“Is anyone going to show up?”
“Do we have enough insurance?”
“Will we lose the farm?”
At 9:01 p.m., the night before an opening, these and similar questions creep into my mind. These are the “What if’s” that can kill a beautiful dream. Of course at 9:01 a.m. the process repeats.
–BUILD IT RIGHT, THEY WILL COME–
This self-inflicted drama of inviting people to the Farm started over a decade ago at a family gathering. I think agri- anything is a love-hate relationship and agritourism is no different.
–PASSION WILL PULL YOU THROUGH–
My wife and I (before kids) moved back to my hometown. I started working more and more on the Family Farm. At one of the bigger family get-together’s on the Farm, I believe it was Easter, Mom asked if I could take the kids for a trailer ride.
At the time we didn’t even have any suitable square bales to sit on. The farm had been slowing down for a few years, which was one reason for us to move closer, to bring it back into production. The easiest trailer to grab was a 10’ faded red two-wheeler that was still attached to the farm Jeep.
–USE WHAT YOU HAVE TO GET STARTED–
In place of bales, we covered the trailer with blankets and quilts. Depending on your specific situation, blankets and quilts might be a better fit than bales. I know a Jeep is not the traditional hay ride mode of movement but it was handy.
This is part of our back store. Today we try not to make it up as we go but can fly by the seat of our overalls if needed. Now, we plan the events and as many angles as possible. Some days the plan goes well. Some days the plan turns to a thunderstorm and dumps 2” of rain.
–TAKE TIME TO PLAN–
In those days we stayed small by only doing private groups. This slow growth allowed my wife and I to transition our income streams.
We were also able to study other successfully running agritourism operations from the inside by working for them. There were only a couple of successful Pumpkin Patches and Christmas tree farms in the area.

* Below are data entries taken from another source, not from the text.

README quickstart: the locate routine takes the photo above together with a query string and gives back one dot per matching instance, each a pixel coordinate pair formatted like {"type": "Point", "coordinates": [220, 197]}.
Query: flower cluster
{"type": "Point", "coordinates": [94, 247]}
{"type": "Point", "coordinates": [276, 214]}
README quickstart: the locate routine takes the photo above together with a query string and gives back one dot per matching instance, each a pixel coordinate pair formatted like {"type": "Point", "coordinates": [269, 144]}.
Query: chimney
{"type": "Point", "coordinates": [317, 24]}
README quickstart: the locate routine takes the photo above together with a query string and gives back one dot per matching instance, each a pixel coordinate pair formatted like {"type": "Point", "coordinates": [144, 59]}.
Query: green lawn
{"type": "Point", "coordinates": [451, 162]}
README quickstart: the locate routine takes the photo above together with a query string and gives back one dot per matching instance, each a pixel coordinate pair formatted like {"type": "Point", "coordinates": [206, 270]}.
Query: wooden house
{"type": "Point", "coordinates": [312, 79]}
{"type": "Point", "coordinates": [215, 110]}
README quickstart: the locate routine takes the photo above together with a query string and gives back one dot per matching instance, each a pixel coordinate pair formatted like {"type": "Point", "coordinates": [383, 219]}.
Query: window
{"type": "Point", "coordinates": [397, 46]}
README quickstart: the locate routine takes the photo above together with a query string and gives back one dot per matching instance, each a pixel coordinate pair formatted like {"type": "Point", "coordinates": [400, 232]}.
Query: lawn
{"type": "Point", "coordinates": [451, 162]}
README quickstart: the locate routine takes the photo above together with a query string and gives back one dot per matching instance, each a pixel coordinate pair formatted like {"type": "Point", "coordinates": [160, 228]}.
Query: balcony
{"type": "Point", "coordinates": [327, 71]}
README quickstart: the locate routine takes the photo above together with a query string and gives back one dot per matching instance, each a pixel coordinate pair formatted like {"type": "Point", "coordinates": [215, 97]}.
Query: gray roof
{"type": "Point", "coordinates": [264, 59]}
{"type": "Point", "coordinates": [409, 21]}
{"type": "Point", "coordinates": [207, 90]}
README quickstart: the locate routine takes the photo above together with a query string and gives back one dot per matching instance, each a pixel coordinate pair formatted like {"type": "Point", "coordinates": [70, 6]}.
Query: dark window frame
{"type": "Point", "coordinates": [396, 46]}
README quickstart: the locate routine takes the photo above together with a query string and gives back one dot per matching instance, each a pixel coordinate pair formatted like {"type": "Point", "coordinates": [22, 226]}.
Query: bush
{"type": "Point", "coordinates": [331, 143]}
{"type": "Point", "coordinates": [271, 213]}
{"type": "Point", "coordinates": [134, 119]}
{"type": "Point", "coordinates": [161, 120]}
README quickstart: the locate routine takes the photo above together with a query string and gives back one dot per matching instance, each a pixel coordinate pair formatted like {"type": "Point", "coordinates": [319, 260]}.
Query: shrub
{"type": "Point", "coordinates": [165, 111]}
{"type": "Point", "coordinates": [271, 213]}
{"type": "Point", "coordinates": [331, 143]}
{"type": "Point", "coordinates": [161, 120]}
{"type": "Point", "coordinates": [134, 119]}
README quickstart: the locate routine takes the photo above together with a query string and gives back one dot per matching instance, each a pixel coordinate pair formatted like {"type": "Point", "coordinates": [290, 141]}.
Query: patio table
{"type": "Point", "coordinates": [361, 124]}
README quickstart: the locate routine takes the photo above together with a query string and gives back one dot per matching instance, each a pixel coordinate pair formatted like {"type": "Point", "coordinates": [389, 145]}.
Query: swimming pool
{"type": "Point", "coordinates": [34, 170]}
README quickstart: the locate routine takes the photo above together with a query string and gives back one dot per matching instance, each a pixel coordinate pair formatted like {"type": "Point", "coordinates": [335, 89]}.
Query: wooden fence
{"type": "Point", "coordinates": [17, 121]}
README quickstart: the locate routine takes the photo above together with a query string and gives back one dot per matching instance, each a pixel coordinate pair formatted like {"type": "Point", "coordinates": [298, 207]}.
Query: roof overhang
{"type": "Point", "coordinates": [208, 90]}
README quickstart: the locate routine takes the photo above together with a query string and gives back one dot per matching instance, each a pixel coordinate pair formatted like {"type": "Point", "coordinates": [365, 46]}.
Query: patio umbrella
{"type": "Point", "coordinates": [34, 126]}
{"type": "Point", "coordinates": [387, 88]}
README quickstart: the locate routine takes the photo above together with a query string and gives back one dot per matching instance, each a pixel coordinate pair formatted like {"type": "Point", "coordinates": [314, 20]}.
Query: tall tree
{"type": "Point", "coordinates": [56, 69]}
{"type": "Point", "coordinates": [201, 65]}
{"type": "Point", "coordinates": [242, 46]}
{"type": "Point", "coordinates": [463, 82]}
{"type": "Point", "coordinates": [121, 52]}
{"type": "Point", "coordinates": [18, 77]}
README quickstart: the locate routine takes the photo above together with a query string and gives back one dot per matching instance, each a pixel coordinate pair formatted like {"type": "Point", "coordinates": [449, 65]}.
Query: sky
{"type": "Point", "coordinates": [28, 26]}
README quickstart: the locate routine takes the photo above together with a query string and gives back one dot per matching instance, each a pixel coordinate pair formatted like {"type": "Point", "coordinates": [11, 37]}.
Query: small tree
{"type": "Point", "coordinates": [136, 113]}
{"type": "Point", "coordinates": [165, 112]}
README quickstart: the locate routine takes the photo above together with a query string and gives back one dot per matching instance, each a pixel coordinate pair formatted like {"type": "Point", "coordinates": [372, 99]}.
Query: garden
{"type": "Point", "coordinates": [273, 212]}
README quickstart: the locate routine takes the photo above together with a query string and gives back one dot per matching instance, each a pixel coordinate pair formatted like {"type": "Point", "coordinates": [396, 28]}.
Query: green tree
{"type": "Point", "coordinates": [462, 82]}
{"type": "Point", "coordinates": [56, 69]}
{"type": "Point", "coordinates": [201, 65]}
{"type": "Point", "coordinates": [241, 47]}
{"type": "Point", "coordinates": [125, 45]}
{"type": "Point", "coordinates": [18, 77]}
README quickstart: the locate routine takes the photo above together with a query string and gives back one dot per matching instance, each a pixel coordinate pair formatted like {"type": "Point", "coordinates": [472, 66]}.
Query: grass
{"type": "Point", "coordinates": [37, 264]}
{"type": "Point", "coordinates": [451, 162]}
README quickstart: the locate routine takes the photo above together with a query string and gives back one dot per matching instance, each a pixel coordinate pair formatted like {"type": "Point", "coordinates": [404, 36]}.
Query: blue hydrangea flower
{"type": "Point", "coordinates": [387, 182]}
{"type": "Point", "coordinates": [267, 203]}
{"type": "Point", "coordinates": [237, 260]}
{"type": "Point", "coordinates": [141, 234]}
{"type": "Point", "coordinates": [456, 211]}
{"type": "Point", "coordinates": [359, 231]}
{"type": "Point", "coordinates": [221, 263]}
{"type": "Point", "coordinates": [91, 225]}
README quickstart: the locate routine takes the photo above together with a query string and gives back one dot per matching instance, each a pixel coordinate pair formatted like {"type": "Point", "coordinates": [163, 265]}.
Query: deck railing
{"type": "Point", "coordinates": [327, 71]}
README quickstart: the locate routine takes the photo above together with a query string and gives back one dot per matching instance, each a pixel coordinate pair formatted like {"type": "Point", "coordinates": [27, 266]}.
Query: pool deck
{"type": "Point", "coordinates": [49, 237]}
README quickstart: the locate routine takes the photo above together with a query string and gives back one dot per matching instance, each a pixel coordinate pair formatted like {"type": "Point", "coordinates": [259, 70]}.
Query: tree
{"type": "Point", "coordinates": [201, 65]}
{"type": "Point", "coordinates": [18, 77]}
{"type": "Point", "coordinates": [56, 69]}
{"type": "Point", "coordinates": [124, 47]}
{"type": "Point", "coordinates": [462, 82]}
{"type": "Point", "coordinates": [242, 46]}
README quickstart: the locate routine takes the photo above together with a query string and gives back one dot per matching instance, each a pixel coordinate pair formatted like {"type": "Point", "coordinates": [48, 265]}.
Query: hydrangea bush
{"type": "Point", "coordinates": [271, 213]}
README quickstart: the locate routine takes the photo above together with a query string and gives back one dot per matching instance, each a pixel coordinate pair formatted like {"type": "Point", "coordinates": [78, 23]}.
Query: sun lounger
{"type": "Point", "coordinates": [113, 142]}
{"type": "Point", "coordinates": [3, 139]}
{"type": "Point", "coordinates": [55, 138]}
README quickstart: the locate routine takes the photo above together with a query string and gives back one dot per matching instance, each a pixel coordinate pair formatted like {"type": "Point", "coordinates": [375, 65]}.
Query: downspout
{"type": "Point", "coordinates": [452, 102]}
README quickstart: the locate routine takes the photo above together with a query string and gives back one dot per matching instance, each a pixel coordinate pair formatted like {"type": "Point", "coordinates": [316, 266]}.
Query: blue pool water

When signing on to work for these farms, I was upfront with the owners and told them I was learning the business. I think this changed the working relationship. These owners were very helpful with insider/owner type information. As a matter of fact, I still work with one farm because we work together and not as competition.
–SLOW & HONEST–
As with some traditional farming models, we gained employees from the inside, we had kids. Our work model for our children was/is less of, “Go plow the field. It will build character.” It’s more, “What are your strengths and interest and how can they plug into our farm operations.” For us, this builds less resentment of the farm life and more empowering to the labor force.
–WORK WITH EMPLOYEES–
These are some of my core takeaways in developing an agritourism income.